The web version of Outlook keeps a similar toggle in its calendar settings, often grouped with view preferences. The naming differs slightly across releases, but the location stays inside the calendar's settings panel.
Apple Calendar
On macOS, Apple Calendar has a "Show week numbers" option inside the calendar's preferences, usually under the advanced or view tab. Enable it and the numbers appear in the month view and in the year view's mini grids.
On iPhone and iPad, the same preference is in the system Settings app under the Calendar entry, not inside the Calendar app itself. The label is identical: "Show Week Numbers."
Apple Calendar follows the system locale for the start of the week and the week numbering rule. To force ISO 8601, set the device region to one whose default is Monday-start ISO, or use the explicit "First Day of Week" override available on modern versions of macOS and iOS.
What to expect after you enable it
- Month view. A week number appears in a narrow column on the left of each row. Selecting that number does not usually create an event; it is a label.
- Mini calendars. The small month grid in the sidebar shows the week number next to each row. This is often the most useful surface, because it is always visible while you are scheduling.

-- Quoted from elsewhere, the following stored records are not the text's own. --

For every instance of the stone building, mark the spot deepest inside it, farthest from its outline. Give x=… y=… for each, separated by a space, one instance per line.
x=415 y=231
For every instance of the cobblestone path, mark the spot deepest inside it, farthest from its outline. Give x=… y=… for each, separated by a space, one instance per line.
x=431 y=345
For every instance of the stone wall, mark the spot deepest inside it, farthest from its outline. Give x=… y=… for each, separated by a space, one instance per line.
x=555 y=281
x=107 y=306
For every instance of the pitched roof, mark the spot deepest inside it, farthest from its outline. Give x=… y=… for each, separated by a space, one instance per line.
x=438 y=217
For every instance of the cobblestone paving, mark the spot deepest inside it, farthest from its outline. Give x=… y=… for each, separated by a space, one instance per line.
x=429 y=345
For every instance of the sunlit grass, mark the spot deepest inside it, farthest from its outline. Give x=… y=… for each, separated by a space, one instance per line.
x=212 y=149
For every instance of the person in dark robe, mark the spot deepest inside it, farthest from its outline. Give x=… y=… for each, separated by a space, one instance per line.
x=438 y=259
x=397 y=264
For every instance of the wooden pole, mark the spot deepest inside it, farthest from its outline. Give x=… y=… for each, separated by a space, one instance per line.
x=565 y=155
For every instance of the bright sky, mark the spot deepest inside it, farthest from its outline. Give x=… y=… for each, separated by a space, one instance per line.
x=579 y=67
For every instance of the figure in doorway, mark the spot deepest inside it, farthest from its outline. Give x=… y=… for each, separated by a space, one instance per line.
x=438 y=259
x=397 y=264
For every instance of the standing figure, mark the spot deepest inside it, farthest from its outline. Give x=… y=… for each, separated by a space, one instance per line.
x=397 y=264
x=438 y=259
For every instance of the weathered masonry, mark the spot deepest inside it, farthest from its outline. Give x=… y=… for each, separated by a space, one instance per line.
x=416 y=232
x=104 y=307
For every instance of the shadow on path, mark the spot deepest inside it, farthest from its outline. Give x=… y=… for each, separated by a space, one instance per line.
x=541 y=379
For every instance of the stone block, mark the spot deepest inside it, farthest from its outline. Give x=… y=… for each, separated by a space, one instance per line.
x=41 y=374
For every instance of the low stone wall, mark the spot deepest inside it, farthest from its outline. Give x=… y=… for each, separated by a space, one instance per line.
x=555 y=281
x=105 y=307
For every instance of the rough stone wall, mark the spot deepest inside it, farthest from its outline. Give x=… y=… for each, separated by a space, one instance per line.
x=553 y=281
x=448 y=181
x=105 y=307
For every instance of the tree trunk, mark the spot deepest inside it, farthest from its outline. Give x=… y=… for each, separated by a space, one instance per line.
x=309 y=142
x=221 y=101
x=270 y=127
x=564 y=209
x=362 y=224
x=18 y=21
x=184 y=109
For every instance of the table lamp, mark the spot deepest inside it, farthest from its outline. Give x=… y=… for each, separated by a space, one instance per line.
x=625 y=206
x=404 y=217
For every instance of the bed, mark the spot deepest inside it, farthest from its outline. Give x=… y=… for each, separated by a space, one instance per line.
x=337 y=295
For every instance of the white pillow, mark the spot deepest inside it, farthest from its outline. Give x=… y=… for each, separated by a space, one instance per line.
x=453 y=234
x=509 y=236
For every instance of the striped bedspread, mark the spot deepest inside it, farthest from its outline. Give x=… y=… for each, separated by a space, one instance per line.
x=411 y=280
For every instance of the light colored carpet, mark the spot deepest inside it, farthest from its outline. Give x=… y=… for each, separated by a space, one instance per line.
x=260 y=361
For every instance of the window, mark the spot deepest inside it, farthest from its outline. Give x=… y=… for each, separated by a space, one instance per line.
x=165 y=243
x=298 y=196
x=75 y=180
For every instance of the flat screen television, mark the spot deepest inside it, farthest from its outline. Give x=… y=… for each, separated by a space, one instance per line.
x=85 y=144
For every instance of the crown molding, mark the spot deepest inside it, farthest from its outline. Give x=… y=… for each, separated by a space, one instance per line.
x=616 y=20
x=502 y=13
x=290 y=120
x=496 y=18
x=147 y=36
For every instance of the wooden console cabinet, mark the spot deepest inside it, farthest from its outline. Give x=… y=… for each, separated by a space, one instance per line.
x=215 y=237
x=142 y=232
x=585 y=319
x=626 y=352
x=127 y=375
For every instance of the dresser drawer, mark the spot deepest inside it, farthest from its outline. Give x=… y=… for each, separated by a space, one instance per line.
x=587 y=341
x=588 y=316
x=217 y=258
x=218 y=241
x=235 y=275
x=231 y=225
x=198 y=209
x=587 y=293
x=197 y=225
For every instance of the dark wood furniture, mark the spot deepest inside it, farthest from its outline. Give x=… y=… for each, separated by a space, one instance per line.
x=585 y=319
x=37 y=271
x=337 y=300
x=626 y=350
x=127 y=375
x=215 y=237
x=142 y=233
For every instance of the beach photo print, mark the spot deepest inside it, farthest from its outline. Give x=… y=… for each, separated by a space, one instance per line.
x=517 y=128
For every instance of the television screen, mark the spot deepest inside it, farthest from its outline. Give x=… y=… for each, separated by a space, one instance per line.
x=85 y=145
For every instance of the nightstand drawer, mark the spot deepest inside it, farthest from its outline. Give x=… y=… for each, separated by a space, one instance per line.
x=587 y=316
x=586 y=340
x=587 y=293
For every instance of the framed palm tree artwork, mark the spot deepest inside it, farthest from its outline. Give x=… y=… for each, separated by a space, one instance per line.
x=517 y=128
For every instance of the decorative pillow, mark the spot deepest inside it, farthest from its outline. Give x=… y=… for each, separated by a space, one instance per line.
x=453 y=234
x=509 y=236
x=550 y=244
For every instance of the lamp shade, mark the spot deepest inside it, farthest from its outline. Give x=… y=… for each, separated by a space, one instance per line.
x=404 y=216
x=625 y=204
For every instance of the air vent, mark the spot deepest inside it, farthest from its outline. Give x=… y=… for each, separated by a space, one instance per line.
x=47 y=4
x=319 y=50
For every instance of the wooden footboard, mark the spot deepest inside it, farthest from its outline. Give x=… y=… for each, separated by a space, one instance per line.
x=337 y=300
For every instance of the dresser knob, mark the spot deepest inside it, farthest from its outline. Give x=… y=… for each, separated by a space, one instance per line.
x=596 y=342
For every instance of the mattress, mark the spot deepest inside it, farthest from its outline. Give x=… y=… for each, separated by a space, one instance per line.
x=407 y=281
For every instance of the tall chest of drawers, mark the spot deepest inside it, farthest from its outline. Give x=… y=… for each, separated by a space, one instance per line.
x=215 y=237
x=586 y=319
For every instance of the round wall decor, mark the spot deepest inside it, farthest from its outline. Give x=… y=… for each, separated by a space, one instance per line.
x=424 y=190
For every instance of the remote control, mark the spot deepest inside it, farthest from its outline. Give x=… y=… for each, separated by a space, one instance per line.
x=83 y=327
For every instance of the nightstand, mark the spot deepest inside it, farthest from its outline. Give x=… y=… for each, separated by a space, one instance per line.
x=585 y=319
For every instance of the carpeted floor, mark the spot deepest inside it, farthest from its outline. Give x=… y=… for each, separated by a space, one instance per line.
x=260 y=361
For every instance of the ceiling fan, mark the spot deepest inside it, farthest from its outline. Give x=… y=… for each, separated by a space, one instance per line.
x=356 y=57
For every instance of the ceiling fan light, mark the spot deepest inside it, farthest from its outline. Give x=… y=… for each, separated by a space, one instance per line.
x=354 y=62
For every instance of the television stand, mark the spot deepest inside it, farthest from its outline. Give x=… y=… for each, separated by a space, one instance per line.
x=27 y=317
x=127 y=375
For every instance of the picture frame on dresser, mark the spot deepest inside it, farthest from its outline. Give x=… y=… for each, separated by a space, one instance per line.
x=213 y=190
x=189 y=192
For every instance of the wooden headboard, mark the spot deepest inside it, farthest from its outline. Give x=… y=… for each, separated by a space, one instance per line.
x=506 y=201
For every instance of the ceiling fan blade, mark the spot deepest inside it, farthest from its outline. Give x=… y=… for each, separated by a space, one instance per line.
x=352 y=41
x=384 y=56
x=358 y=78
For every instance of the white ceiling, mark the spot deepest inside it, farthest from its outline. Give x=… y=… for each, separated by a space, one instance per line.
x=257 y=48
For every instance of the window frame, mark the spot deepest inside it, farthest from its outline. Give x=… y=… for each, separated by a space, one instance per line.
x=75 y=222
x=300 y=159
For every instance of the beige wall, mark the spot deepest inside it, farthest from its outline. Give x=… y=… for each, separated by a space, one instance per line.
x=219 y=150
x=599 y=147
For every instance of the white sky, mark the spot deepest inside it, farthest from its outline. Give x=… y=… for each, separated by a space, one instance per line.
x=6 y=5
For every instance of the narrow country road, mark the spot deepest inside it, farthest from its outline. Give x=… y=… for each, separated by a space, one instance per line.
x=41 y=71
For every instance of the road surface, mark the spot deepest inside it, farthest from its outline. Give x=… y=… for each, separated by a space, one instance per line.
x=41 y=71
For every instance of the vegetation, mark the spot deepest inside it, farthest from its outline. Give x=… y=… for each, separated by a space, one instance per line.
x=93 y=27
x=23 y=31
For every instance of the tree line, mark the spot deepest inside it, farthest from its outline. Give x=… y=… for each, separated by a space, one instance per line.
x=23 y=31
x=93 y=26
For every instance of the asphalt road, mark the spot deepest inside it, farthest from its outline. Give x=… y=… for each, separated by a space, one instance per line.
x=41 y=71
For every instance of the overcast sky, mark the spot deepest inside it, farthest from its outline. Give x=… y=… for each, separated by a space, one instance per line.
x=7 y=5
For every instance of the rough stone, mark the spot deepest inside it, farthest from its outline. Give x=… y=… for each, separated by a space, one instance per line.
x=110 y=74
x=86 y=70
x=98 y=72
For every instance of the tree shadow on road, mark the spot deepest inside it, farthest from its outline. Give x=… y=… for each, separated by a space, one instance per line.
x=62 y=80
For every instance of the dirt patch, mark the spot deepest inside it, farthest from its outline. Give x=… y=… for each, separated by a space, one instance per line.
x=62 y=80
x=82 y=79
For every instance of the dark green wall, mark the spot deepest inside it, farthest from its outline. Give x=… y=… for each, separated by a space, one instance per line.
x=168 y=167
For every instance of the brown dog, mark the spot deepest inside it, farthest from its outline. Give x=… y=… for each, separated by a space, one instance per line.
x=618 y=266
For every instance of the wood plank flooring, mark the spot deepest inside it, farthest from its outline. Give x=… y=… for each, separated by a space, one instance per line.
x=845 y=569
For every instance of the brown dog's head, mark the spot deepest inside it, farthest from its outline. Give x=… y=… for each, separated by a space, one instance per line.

- Year view. Week numbers appear inside each month's grid. This becomes a quick scanning tool for "where is week 22?"
- Event details. Most apps do not display the week number inside the event card. You will still need to read it off the surrounding grid.
Keeping the setting consistent across devices
The biggest source of confusion is having the toggle on in one place and off in another. Three rules help:
- Pick one calendar app as the source of truth. Set its week-number and start-of-week options first.
- Mirror those settings on the other devices you use. Apple Calendar inherits from system settings; Google Calendar inherits from account settings; Outlook inherits per profile. Knowing which scope each app uses prevents drift.
- Re-check after major OS or app updates. Both Microsoft and Apple have moved the location of these settings between releases. The behavior usually survives the update, but the path to change it shifts.
When the displayed week does not match ISO 8601
If your calendar shows a week number that disagrees with the current ISO week number on this site, walk through the checklist below.
- First day of the week. Set it to Monday. A Sunday- or Saturday-start calendar produces a different week boundary, especially around New Year.
- Week 1 rule. Where the app exposes it, choose "first 4-day week" or "first week containing Thursday." Both are equivalent to ISO 8601.
- Locale and region. Some defaults are locale-driven. A US locale on Apple Calendar tends to default to Sunday-start; a German locale defaults to Monday-start ISO.
- Subscribed calendars. An ICS feed cannot change your week numbering, so if a colleague's shared calendar shows week numbers in a different format, it is a display issue on their side, not a data issue on yours.
A short workflow tip
Once week numbers are visible in your calendar, write the ISO week code into your event titles for any planning event: "W22 sprint review" or "W34 launch readiness." That tiny prefix lets you find related events by search and turns each event into its own week marker. Combined with the year-in-weeks planner, you end up with one label that travels from your annual plan into your weekly calendar without any translation.